生命保険募集人の営業戦略立案を専門に、営業コンサルと企業研修講師を11年ほどやらせていただいております。
ギフトユアライフ株式会社とご縁があり、コラムを書かせていただくことになりました。
今このコラムを書いているのは2020年10月なのですが、今年は年始から本当に激動の年になりました。世界中に広がった新型コロナウィルスによるパンデミックの影響で日本国内でも4月5月と緊急事態宣言が発令され、対面による営業活動が自粛となりました。

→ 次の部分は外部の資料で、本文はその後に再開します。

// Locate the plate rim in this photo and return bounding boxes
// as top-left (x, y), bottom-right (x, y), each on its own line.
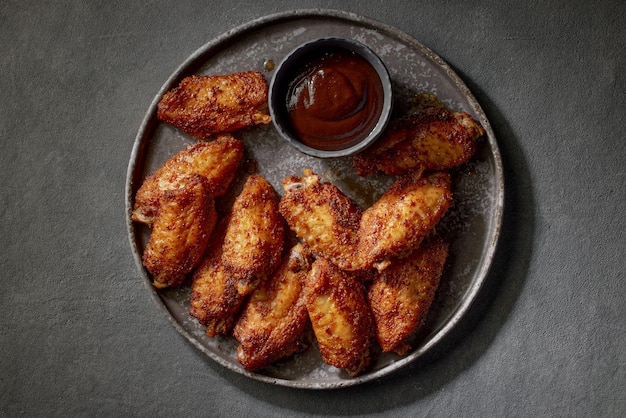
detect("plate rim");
top-left (125, 8), bottom-right (504, 389)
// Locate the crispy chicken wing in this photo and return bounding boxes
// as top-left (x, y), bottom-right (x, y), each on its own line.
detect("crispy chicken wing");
top-left (233, 243), bottom-right (312, 370)
top-left (132, 134), bottom-right (243, 225)
top-left (157, 72), bottom-right (272, 139)
top-left (279, 169), bottom-right (362, 271)
top-left (189, 219), bottom-right (244, 337)
top-left (367, 234), bottom-right (449, 355)
top-left (304, 257), bottom-right (373, 376)
top-left (357, 171), bottom-right (452, 272)
top-left (142, 174), bottom-right (216, 289)
top-left (353, 107), bottom-right (484, 176)
top-left (221, 174), bottom-right (284, 296)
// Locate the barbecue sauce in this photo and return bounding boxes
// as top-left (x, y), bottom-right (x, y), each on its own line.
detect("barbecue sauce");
top-left (286, 48), bottom-right (384, 151)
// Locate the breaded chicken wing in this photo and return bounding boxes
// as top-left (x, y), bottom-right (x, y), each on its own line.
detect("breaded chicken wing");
top-left (132, 134), bottom-right (243, 226)
top-left (233, 243), bottom-right (312, 370)
top-left (189, 219), bottom-right (244, 337)
top-left (221, 174), bottom-right (284, 296)
top-left (304, 257), bottom-right (373, 376)
top-left (279, 169), bottom-right (362, 271)
top-left (357, 171), bottom-right (452, 272)
top-left (142, 174), bottom-right (216, 289)
top-left (353, 107), bottom-right (484, 176)
top-left (157, 72), bottom-right (272, 139)
top-left (367, 234), bottom-right (449, 355)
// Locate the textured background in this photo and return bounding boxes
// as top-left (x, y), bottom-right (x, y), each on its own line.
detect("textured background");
top-left (1, 1), bottom-right (624, 416)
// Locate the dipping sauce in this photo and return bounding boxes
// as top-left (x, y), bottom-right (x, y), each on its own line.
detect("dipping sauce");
top-left (285, 47), bottom-right (384, 151)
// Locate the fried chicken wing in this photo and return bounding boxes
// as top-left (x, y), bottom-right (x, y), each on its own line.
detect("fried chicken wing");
top-left (189, 219), bottom-right (244, 337)
top-left (304, 257), bottom-right (373, 376)
top-left (132, 134), bottom-right (243, 225)
top-left (221, 174), bottom-right (284, 296)
top-left (279, 169), bottom-right (362, 271)
top-left (233, 243), bottom-right (312, 370)
top-left (157, 72), bottom-right (272, 139)
top-left (353, 107), bottom-right (484, 176)
top-left (142, 174), bottom-right (216, 289)
top-left (367, 234), bottom-right (449, 355)
top-left (357, 171), bottom-right (452, 272)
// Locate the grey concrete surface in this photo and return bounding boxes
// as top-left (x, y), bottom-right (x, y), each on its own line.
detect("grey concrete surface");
top-left (1, 1), bottom-right (624, 416)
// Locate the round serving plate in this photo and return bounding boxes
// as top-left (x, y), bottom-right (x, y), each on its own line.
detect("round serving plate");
top-left (125, 9), bottom-right (504, 389)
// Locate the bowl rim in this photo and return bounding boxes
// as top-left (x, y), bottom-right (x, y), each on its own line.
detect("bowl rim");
top-left (268, 36), bottom-right (394, 158)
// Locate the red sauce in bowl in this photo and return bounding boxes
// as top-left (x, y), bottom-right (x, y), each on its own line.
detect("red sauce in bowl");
top-left (285, 48), bottom-right (384, 151)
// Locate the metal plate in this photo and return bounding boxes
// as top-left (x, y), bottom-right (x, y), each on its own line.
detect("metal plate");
top-left (125, 9), bottom-right (504, 389)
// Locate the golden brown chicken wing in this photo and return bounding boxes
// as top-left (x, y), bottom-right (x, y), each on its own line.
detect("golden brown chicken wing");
top-left (233, 243), bottom-right (312, 370)
top-left (157, 72), bottom-right (272, 139)
top-left (221, 174), bottom-right (284, 296)
top-left (304, 257), bottom-right (373, 376)
top-left (367, 234), bottom-right (449, 355)
top-left (357, 171), bottom-right (452, 272)
top-left (132, 134), bottom-right (243, 226)
top-left (353, 106), bottom-right (484, 176)
top-left (189, 219), bottom-right (244, 337)
top-left (279, 169), bottom-right (362, 271)
top-left (142, 174), bottom-right (216, 289)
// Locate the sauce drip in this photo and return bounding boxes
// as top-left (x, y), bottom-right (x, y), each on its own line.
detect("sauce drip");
top-left (285, 48), bottom-right (384, 151)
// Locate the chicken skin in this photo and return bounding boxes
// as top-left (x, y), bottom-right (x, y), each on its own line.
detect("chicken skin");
top-left (367, 234), bottom-right (449, 355)
top-left (353, 107), bottom-right (484, 176)
top-left (221, 174), bottom-right (284, 296)
top-left (357, 171), bottom-right (452, 272)
top-left (233, 243), bottom-right (312, 370)
top-left (304, 257), bottom-right (373, 377)
top-left (189, 219), bottom-right (244, 337)
top-left (142, 174), bottom-right (216, 289)
top-left (279, 169), bottom-right (362, 271)
top-left (157, 72), bottom-right (272, 139)
top-left (132, 134), bottom-right (243, 226)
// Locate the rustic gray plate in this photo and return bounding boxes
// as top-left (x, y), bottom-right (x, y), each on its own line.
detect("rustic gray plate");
top-left (125, 9), bottom-right (504, 389)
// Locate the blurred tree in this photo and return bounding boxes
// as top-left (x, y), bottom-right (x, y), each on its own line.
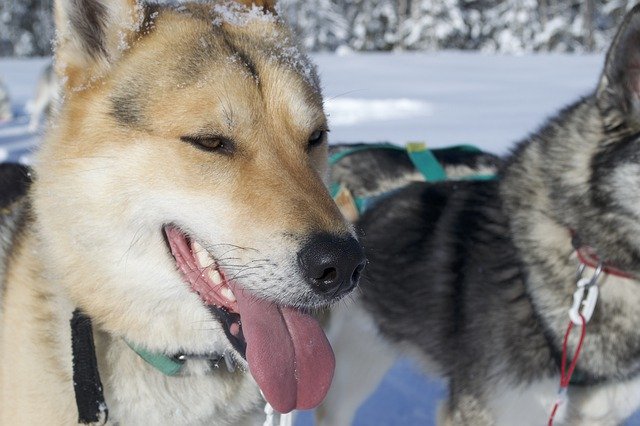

このような状況において、各組織での対応の方向性が色々違って考えさせられました。
一定期間活動休止の方向で方針を打ち出した組織にも事情は様々で、非対面での営業活動における社内ルールの策定がうまく進まないケースや、リスクマネジメントを優先するケースなど、理由は様々でした。
その一方で、これを機にデジタル化推進を一気に進めていき、非対面での営業活動をスタンダードにしていこうという組織もありました。
ただし、システムやルールをどれだけ整備しても、実際に現場の募集人の多くが非対面による営業活動にすぐに適応できるわけではなく、しばらくの間は悪戦苦闘していた方がほとんどだったのではないでしょうか。
弊所クライアント達も多くが3月末くらいから対面商談禁止、そして在宅勤務という事になり、この状況を乗り越えるために様々なトライをしました。
初めて置かれる状況の中、非対面でもやれることは無いかと、オンライン面談のツールを駆使して弊所メンバーや卒業生で集まり、常に情報交換や非対面商談のロープレなどを繰り返しました。
そんな中で見えてきた非対面営業のメリットや課題克服方法、成功事例などをお伝えできればと思います。
緊急事態宣言解除になり対面営業も可能になった6月以降からは、対面営業と非対面営業をハイブリッドさせた営業活動にもトライし、対面営業の効果的な部分と非対面営業の効率的な部分がうまく合わさった結果、メンバーの多くがコロナショック前以上の成果を挙げることができました。
実際の取り組みの中で感じたことや出てきた成果を基にお役に立ちそうな情報を残していこうと思います。
季節は秋になり、間もなく冬がやってきます。
日本国内でも今後新型コロナウィルスがどのように広がっていくのか未知数です。
諸外国では再びロックダウンになった都市も出始めてきています。
国内でも再びそのようなことになる可能性があるかもしれませんし、ないかもしれません。
改めて非対面営業への対応を検討する材料としてこのコラムを役立てていただけたら嬉しいですし、対面×非対面のハイブリッドにより今まで以上の成果を挙げるキッカケに繋がれば幸いです。
■このコラムで知れること
1. 非対面営業の難しさと取り組むに当たっての課題
2. 非対面営業の課題克服方法
3. やってみてわかった非対面営業のメリットと成功事例
4. 対面営業と非対面営業のハイブリッド事例
1.非対面営業の難しさと取り組むに当たっての課題
緊急事態宣言が2020年4月に発令されましたが、その少し前の3月末あたりにはすでに弊所メンバーの多くにも所属会社から在宅勤務命令が出され、非対面営業による活動が始まりました。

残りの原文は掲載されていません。